El Rubber Tracks Live no defraudo a México, esperemos haya más ediciones con más y mejores bandas, nacionales e internacionales.

Por Yuri Nava

El lado humano de Ximena

¡Por fin! Después de dos noches de discusión por cuál era la ruta más factible para llegar al Plaza Condesa, finalmente llegamos a ver a Washed Out.

El reggae amenizaba la espera de todo el público, al parecer fue una buena técnica, todos estaban tranquilos y con buen sabor de boca que dejo el antecesor Technicolor Fabrics.

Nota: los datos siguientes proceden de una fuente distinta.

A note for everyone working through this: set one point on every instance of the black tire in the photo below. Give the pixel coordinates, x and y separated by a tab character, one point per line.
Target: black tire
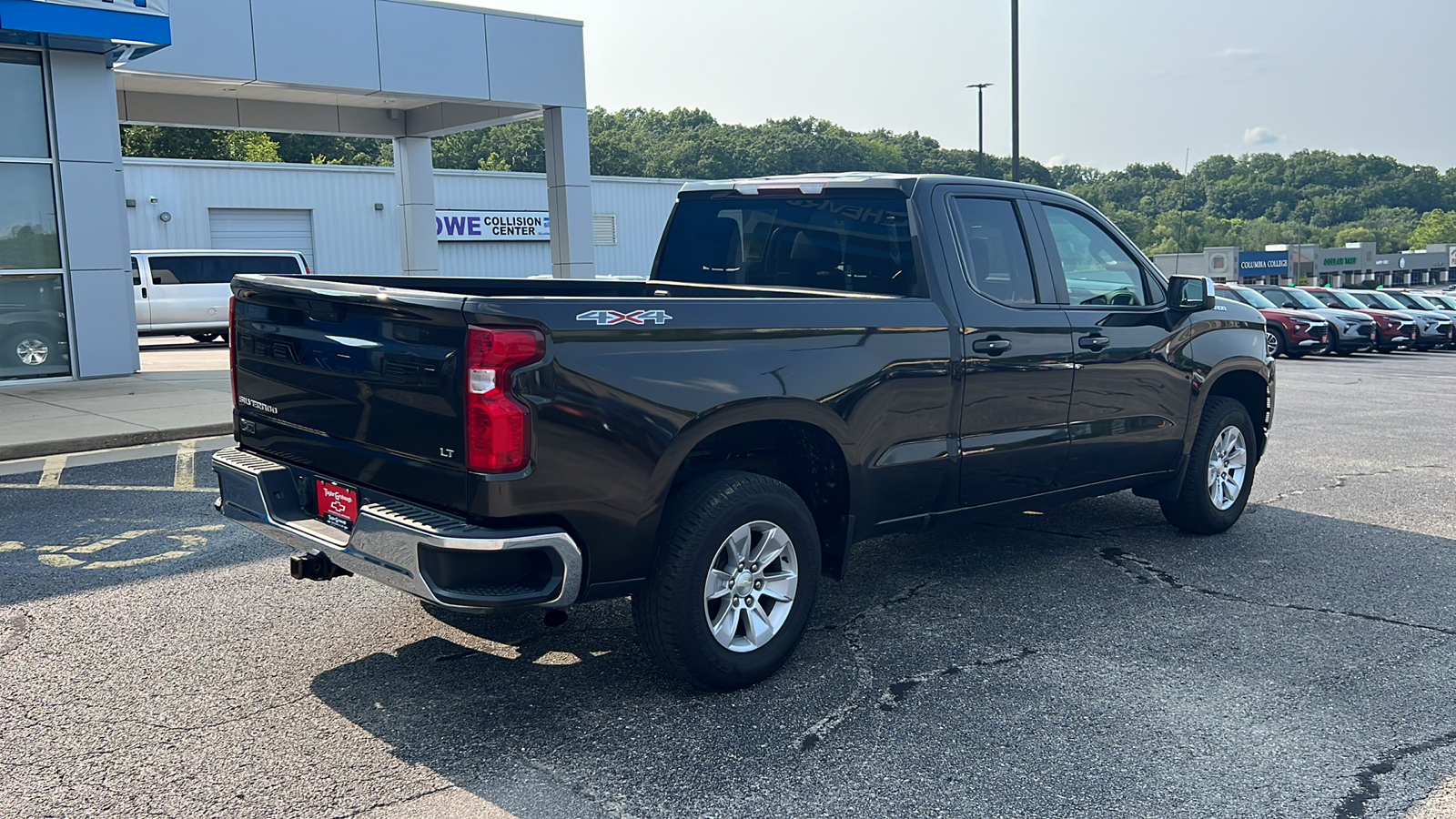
29	349
1194	509
672	611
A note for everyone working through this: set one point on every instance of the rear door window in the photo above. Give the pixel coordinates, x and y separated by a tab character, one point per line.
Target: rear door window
217	270
1097	268
856	244
992	244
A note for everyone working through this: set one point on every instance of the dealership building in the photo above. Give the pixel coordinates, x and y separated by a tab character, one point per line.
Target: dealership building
1356	264
407	70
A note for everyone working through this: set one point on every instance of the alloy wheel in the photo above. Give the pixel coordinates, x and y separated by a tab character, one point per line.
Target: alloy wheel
750	586
1228	464
33	351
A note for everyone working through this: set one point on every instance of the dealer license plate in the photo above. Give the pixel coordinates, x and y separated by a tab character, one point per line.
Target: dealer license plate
339	506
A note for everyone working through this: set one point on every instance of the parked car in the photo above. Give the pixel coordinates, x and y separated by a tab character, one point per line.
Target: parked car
814	360
1433	329
1394	329
1412	300
1446	300
187	292
1349	331
33	327
1290	332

El baterista hizo su aparición el en escenario, la gente dejo la palabrería para dar un giro de 45 grados y atestiguar el evento por el que habían estado esperando; desde el inicio Ernest Greene hizo una especial conexión con los individuos que estaban expectantes, no decepcionó, provocando que todos (incluida su servidora) bailaran, cantaran y brincaran al ritmo del característico Chillwave durante todos los sesenta minutos que duró su presentación. Cambiando de canciones del Paracosm al Whitin and Whitout.

Desde los jóvenes que iban acompañando a su fanatico-novia con cara de “que hago aquí”, hasta chavorucos con toda la pinta hipster (para quedar a doc con el lugar claro está) que se sabían y coreaban cada una de las canciones aun con más entusiasmo que el público más joven. De repente a un chavo a lado mio, lo jala el empleado de seguridad por andar fumando marihuana dentro del recinto, al parecer la buena ondaWashed Outera”les pego a todos, ya que me percaté que el incidente no pasó a mayores.

Ya para el final todos los clase medieros, los fresas, los wanna be y los extranjeros se volvieron uno solo, con intercambio de miradas y cantando al unísono “I tall feels right”; el estadounidense originario de Georgia se llevó la ovación del público; ya para salir y con las luces encendidas ya solo me quedó decir: barbas, barbas everywhere.